1.9. It is essential that the PSO, which is outsourcing its activities, ensures the following:

  1. Exercises due diligence, puts in place sound and responsive risk management practices for effective oversight, and manages the risks arising from such outsourcing of activities.
  2. Outsourcing arrangements do not impede its effective supervision by RBI.

1.10. Outsourcing of activities by the PSOs shall not require prior approval from RBI.

2. Activities that shall not be outsourced

2.1. The PSOs shall not outsource core management functions3, including risk management and internal audit; compliance and decision-making functions such as determining compliance with KYC norms. However, while internal audit function itself is a management process, the auditors for this purpose can be appointed by the PSO from its own employees or from the outside on contract.

3. Criticality of outsourcing

3.1. The PSO shall carefully evaluate the need for outsourcing its critical processes and activities, as also selection of service provider(s) based on comprehensive risk assessment. The critical processes are those, which if disrupted, shall have the potential to significantly impact the business operations, reputation, profitability and / or customer service.

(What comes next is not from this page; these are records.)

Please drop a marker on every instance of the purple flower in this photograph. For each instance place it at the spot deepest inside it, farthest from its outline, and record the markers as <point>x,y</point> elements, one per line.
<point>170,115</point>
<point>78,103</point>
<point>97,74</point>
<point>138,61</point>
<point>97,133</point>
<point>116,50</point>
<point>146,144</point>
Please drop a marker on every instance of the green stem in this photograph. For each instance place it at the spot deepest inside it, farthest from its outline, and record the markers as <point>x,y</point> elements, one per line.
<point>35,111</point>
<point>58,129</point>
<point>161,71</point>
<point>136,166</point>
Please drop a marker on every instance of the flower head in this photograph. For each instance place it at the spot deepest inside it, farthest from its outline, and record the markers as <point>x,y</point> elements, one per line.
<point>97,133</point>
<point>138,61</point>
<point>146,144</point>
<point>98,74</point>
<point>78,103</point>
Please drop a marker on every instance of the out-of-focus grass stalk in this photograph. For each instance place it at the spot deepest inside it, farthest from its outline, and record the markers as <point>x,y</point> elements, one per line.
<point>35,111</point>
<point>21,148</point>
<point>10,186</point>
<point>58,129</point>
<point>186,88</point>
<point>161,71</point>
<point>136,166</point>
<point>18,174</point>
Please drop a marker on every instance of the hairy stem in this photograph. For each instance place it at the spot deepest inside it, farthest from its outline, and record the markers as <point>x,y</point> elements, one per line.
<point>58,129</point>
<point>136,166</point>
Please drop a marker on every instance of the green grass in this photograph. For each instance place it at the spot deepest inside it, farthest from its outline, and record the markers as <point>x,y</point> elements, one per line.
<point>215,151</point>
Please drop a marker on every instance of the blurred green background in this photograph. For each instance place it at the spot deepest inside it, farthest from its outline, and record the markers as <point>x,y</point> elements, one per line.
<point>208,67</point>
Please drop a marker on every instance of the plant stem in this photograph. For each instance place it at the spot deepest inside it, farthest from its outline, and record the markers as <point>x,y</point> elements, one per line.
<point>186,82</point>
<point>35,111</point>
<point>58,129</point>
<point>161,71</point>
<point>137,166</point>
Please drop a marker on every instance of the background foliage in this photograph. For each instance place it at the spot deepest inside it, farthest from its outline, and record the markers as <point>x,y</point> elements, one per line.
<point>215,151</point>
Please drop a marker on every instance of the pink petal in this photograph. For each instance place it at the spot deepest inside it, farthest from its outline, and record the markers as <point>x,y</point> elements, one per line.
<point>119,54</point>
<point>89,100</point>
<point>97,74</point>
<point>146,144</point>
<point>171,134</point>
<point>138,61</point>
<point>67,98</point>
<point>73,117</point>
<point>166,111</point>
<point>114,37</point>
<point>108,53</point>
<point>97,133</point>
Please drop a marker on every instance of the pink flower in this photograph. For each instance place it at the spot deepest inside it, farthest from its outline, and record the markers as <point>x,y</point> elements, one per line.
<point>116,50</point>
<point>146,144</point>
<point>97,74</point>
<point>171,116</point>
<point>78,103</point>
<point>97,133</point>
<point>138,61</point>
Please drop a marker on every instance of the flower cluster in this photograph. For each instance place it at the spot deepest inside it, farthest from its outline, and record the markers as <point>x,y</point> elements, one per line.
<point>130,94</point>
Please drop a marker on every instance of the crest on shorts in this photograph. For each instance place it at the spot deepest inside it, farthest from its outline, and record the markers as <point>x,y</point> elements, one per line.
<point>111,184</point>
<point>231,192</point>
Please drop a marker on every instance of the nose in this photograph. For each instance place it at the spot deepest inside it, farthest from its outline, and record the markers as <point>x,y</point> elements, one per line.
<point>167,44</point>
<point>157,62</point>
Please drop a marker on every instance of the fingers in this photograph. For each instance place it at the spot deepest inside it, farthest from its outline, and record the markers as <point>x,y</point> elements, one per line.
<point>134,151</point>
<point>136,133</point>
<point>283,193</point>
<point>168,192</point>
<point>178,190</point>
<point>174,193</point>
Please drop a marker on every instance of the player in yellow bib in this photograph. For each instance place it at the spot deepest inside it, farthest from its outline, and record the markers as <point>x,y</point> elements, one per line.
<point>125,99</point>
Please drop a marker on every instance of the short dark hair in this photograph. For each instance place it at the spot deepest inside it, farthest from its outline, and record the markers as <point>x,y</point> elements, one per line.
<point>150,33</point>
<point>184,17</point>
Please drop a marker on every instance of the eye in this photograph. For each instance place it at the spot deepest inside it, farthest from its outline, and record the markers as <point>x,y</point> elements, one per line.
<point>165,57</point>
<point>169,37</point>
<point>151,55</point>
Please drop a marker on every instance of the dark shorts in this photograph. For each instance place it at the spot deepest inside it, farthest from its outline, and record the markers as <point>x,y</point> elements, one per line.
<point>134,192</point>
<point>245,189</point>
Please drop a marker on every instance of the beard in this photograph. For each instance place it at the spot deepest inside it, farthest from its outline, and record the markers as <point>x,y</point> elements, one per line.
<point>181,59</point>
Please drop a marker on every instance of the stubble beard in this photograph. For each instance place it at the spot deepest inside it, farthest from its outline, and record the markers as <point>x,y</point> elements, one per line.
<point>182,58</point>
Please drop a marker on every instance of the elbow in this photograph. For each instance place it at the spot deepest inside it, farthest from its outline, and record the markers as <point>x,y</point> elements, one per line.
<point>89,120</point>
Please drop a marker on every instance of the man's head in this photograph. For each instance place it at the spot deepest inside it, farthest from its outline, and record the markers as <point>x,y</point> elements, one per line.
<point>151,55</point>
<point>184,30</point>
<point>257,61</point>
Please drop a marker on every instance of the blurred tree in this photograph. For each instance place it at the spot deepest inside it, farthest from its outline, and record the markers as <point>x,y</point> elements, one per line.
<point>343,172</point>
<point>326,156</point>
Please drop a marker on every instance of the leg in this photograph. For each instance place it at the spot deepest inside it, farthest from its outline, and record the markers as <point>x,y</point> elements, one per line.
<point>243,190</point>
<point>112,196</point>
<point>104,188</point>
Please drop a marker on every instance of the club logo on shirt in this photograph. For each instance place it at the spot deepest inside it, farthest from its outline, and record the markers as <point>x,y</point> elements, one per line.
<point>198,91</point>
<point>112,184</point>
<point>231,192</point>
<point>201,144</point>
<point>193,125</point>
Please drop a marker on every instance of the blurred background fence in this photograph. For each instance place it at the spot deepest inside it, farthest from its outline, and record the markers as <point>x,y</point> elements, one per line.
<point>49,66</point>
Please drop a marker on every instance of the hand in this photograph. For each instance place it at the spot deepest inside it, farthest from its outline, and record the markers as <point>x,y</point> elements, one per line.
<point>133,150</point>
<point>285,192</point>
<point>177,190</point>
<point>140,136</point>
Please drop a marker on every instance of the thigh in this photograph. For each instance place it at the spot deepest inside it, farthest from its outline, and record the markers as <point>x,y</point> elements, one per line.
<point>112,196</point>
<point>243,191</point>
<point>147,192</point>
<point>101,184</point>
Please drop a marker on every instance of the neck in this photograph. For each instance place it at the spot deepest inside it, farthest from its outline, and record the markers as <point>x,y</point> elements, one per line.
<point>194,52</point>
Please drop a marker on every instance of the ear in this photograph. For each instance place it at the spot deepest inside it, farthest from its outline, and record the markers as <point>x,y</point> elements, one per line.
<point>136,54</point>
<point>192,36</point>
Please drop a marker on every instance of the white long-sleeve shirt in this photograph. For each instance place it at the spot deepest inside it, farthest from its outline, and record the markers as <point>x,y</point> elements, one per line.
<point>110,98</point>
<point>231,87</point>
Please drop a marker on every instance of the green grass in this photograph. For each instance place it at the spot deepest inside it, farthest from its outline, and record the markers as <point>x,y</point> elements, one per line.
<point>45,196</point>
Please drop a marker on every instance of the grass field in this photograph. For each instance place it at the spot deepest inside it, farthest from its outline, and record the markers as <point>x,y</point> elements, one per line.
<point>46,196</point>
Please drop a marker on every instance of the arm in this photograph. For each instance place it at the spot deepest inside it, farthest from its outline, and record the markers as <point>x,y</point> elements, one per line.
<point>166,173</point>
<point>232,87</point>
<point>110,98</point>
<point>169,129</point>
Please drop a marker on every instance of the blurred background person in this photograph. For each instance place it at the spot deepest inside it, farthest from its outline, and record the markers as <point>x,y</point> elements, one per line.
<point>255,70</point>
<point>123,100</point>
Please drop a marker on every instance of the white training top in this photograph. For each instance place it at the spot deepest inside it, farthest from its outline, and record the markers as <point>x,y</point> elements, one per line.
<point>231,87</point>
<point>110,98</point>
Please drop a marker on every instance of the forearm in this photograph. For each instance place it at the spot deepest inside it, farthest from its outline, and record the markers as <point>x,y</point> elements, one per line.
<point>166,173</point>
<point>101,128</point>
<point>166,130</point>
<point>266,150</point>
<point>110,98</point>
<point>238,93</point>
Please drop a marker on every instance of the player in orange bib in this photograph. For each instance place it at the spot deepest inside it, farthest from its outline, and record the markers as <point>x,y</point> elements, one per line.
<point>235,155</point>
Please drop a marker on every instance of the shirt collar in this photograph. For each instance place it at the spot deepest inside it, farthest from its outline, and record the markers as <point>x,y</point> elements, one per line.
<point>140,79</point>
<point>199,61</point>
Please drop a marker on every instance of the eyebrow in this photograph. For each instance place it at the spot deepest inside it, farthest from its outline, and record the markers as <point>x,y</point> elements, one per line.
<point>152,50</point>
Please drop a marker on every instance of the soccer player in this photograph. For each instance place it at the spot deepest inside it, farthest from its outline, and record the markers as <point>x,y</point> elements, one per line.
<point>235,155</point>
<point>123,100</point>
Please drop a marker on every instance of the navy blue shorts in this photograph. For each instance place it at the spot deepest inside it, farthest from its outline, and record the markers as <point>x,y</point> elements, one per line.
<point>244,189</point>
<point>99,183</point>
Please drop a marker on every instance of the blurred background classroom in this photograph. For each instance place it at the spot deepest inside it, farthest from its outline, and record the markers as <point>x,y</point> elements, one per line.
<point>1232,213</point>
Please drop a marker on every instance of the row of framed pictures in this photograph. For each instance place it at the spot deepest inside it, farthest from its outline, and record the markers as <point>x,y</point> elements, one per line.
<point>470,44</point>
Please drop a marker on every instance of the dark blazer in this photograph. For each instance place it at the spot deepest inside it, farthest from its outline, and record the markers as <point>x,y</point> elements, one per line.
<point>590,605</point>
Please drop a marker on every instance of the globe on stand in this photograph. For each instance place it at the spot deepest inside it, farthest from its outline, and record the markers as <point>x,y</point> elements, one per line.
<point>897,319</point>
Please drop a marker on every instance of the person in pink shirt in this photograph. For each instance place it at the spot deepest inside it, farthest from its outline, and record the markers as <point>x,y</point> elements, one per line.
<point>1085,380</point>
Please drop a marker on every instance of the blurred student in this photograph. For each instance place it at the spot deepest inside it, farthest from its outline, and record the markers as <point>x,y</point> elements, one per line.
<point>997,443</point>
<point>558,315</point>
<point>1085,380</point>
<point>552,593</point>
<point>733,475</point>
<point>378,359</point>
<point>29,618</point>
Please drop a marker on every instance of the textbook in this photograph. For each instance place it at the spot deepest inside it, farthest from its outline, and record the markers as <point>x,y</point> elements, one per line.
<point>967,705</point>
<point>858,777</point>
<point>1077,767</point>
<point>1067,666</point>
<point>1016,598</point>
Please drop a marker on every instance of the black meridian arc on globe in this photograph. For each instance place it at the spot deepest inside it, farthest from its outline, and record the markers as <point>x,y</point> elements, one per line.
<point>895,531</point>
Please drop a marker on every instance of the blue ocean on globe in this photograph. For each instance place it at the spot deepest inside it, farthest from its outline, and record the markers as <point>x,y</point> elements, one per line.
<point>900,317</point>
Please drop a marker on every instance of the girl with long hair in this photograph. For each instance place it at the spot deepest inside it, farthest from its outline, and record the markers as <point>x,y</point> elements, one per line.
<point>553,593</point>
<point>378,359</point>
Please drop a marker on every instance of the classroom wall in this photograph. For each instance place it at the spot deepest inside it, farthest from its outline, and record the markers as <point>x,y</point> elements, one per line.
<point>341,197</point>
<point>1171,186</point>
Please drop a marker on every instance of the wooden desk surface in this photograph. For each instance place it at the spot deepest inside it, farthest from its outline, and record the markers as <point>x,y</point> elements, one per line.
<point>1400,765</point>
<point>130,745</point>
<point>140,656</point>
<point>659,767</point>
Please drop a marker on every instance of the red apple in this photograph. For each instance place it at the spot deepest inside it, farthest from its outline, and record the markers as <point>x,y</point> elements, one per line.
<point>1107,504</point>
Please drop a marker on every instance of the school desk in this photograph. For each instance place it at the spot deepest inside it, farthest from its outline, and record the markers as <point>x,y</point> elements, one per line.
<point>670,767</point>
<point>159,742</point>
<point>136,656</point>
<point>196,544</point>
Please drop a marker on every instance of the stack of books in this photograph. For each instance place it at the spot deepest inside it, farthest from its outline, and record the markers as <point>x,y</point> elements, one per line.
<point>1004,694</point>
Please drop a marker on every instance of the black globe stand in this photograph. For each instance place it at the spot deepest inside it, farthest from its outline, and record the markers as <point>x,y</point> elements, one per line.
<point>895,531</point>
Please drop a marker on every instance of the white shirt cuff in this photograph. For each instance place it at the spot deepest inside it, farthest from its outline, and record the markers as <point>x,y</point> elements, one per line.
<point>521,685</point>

4. PSO’s role and regulatory and supervisory requirements

4.1. Outsourcing of any activity by the PSO shall not reduce its obligations, and those of its board and senior management, who are ultimately responsible for the outsourced activity. The PSO shall, therefore, be liable for the actions of its service providers and shall retain ultimate control over the outsourced activity.

4.2. The PSO, while exercising due diligence in respect of outsourcing, shall consider all relevant laws, regulations, guidelines and conditions of authorisation / approval, licensing or registration.

4.3. Outsourcing arrangements shall not affect the rights of a customer of a payment system against the PSO, as well as those of a payment system participant against the PSO, including her / his ability to avail grievance redressal as applicable under the relevant laws. Responsibility of addressing the grievances of its customers shall rest with the PSO, including in respect of the services provided by the outsourced agency (i.e., service provider).

4.4. A PSO, which has outsourced its customer grievance redressal function, must also provide its customers the option of direct access to its nodal officials for raising and / or escalating complaints. Such access should be enabled through adequate phone numbers, e-mail ids, postal address, etc., details of which shall be displayed prominently on its website, mobile applications, advertisements, etc., and adequate awareness shall also be created about the availability of this recourse.

4.5. If the customer is required to have an interface with the service provider to avail products of the PSO, then the PSO shall state the same through the product literature / brochure, etc., and also indicate therein the role of such service provider.

4.6. A PSO must ensure that outsourcing does not impede or interfere with the ability of the PSO to effectively oversee and manage its activities; nor does it prevent RBI from carrying out its supervisory functions and objectives.

5. Outsourcing policy

5.1. To outsource any of its payment and settlement-related activities, the PSO shall have a board-approved comprehensive outsourcing policy, which incorporates, inter-alia, criteria for selection of such activities and service providers; parameters for grading the criticality of outsourcing; delegation of authority depending on risks and criticality; and, systems to monitor and review the operation of these activities.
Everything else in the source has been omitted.